Sylvie Guillaume (S&D). – Monsieur le Président, les qualificatifs ne manquent pas pour commenter ce sommet UE-Turquie. Pour les plus modérés, il a accouché d’une souris. Pour de nombreux autres, il est, au contraire, le sommet de la honte. Je fais partie des seconds.
Puisque c’est le prochain Conseil européen des 17 et 18 mars qui tranchera, il faut regarder en face l’impact des orientations issues des discussions de ce lundi. Je ne peux en aborder que quelques-unes.
Les effets de la fermeture de la route des Balkans, d’abord: les États membres font ici un mauvais calcul, parce que, d’un mouvement, la Grèce est mise sous perfusion, mais, dans le même temps, elle est asphyxiée. Expliquez-moi comment on peut proclamer le sauvetage de Schengen, tout en entérinant des décisions unilatérales de fermeture des frontières dans l’Union et dans son voisinage.

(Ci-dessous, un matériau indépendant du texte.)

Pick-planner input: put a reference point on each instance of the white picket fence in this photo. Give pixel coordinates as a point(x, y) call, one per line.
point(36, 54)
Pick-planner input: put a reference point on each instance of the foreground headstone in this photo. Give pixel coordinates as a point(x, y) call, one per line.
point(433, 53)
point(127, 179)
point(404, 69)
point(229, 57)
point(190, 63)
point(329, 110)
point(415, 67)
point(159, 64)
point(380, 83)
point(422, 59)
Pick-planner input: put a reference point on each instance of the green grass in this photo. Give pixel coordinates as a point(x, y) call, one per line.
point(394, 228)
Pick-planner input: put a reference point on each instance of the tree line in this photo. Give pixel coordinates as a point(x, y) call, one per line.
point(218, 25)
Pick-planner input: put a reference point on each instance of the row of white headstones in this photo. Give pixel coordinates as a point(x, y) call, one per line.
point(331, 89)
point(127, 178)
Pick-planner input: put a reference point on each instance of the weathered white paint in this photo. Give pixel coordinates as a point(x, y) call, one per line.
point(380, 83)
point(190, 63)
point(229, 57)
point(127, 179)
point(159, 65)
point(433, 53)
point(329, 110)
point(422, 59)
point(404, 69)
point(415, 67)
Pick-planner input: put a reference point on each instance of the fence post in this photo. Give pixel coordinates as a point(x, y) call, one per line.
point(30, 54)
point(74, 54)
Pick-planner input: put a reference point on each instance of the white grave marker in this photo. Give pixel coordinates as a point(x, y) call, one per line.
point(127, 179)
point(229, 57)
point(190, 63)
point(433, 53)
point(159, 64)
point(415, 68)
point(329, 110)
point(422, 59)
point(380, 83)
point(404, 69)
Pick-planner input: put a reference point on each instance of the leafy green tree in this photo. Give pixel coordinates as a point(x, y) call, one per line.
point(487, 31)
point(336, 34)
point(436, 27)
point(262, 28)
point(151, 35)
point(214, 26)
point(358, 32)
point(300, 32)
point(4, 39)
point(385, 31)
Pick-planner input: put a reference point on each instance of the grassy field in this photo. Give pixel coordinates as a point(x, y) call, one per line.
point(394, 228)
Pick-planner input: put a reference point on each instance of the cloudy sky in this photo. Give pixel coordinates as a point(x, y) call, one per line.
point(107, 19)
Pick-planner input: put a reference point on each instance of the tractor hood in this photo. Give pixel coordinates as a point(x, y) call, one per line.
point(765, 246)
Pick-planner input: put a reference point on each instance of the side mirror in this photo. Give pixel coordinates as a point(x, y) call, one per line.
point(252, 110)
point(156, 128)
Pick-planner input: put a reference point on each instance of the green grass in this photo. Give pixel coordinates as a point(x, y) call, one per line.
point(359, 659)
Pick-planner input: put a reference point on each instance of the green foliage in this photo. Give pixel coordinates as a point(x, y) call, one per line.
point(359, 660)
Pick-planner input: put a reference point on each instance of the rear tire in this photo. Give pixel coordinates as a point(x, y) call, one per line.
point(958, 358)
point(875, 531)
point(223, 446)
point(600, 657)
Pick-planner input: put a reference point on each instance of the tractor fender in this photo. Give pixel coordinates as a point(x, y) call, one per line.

La coopération avec la Turquie, ensuite: elle est certes un partenaire incontournable dans la région, et la coopération entre l’UE et ce pays est nécessaire, mais si des solutions sont à rechercher ailleurs, elles devraient aussi et surtout être trouvées au sein de l’Union. En l’occurrence, nous nous plions non seulement aux exigences de ce partenaire, mais nous lui sous-traitons la gestion de la crise, moyennant une augmentation des enchères.
Les États membres se dédouanent de leurs responsabilités, du principe de solidarité et, finalement, de leurs principes tout court. En témoigne le principe pudiquement intitulé « réinstallation des Syriens dans l’UE, sur la base du un pour un ». Ce troc indigne en fait qu’un Syrien doit risquer de se noyer pour qu’un autre Syrien puisse entrer dans l’Union. Je n’aurais jamais imaginé que la demande de mise en œuvre de voies légales prenne cette forme sordide.
La légalité d’un tel schéma et son applicabilité restent également à démontrer. Dans la quête d’un accord à tout prix, l’UE se perd au nom de la realpolitik, les États membres semblent en effet prêts à s’asseoir sur un certain nombre de principes et à fermer les yeux sur le pouvoir en place en Turquie, sa mainmise sur les médias, l’emprisonnement des universitaires et les menaces sur le système judiciaire.
Au final, le bilan de ce sommet montre que, sous couvert de décisions communes, l’idée même d’une Europe solidaire et responsable risque fort d’être mise en échec.